There are several reasons why a Hall of Statistics would not be a better solution.  Even though they are viewed as an objective measurement, unfortunately baseball statistics aren't purely objective.  There are plenty of events that impact the game that aren't recorded, plenty more that are attributed incorrectly to one player and still others that are the subjective interpretation of the official scorer.  Granted, at least the accumulation of statistics is an honest attempt at objectivity but it falls short of being reliable enough to ignore all other data inputs.  Not all valuable human endeavors are measurable. Sometimes we know something is different but can't exactly put our fingers on it.

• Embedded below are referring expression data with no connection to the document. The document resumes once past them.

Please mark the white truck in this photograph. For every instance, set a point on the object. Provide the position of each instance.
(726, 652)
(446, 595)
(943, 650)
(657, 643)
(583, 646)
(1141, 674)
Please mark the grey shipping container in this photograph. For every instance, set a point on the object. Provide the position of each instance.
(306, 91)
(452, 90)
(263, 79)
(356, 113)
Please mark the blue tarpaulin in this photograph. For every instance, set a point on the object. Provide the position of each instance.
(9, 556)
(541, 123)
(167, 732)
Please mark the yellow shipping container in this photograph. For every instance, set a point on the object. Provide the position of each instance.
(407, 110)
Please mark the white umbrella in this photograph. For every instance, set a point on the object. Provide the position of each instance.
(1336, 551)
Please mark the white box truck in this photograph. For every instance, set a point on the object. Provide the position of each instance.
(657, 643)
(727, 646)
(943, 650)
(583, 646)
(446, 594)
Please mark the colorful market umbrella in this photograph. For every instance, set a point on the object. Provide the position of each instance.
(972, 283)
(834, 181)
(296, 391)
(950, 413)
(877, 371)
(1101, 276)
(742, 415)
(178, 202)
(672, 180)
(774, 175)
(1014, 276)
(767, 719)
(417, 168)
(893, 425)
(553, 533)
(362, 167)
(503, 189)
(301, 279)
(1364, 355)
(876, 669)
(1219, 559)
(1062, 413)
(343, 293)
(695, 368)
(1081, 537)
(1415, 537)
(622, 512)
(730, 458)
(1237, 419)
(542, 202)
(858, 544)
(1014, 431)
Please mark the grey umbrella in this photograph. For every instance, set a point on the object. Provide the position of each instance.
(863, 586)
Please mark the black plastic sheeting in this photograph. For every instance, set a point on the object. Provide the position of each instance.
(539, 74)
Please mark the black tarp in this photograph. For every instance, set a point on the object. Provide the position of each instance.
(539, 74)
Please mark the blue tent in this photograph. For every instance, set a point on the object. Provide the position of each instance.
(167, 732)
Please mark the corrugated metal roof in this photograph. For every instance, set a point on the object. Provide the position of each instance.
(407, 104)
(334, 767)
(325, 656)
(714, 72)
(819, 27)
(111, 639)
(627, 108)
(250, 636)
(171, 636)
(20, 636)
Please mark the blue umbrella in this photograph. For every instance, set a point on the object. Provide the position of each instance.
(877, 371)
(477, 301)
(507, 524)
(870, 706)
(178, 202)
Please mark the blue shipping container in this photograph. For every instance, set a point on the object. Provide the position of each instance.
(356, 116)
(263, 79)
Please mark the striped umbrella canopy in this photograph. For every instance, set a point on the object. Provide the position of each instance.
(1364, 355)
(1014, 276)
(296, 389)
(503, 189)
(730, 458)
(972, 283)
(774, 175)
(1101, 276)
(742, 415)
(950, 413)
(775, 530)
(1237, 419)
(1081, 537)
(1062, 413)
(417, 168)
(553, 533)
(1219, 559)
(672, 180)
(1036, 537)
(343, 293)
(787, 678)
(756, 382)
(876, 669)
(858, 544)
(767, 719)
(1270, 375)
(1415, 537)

We strive to understand and measure the changes, but sometimes the technology just isn't there.  That doesn't mean that what we're seeing isn't important, though.  For example, among the things that aren’t recorded or are mis-attributed that significantly effect the outcomes of games are players throwing to the wrong base, overly aggressive/passive baserunning, team errors (which are recorded as hits) and the impact a catcher’s arm and/or a pitcher’s move have on scoring by limiting/extending secondary leads.  The latter can very easily be mis-attributed to the outfielder arms or infielder range.  How about the impact a manager has warming up relievers whom he does not bring into the game?  Do they get fatigued from multiple warm-ups inning after inning, and if so, how much does that affect their effectiveness both in the near term and over the course of a season?  There are no statistics for warm-ups so we really don’t have a clear gauge on how much impact it has on each pitcher’s performance.  Those are just a few; I haven’t even begun to explore all the ways umpire calls affect the game yet are not incorporated into the statistical history.   And don’t get me started about how things “even out” over the course of season or a lifetime because any honest appraisal of the evidence suggests otherwise.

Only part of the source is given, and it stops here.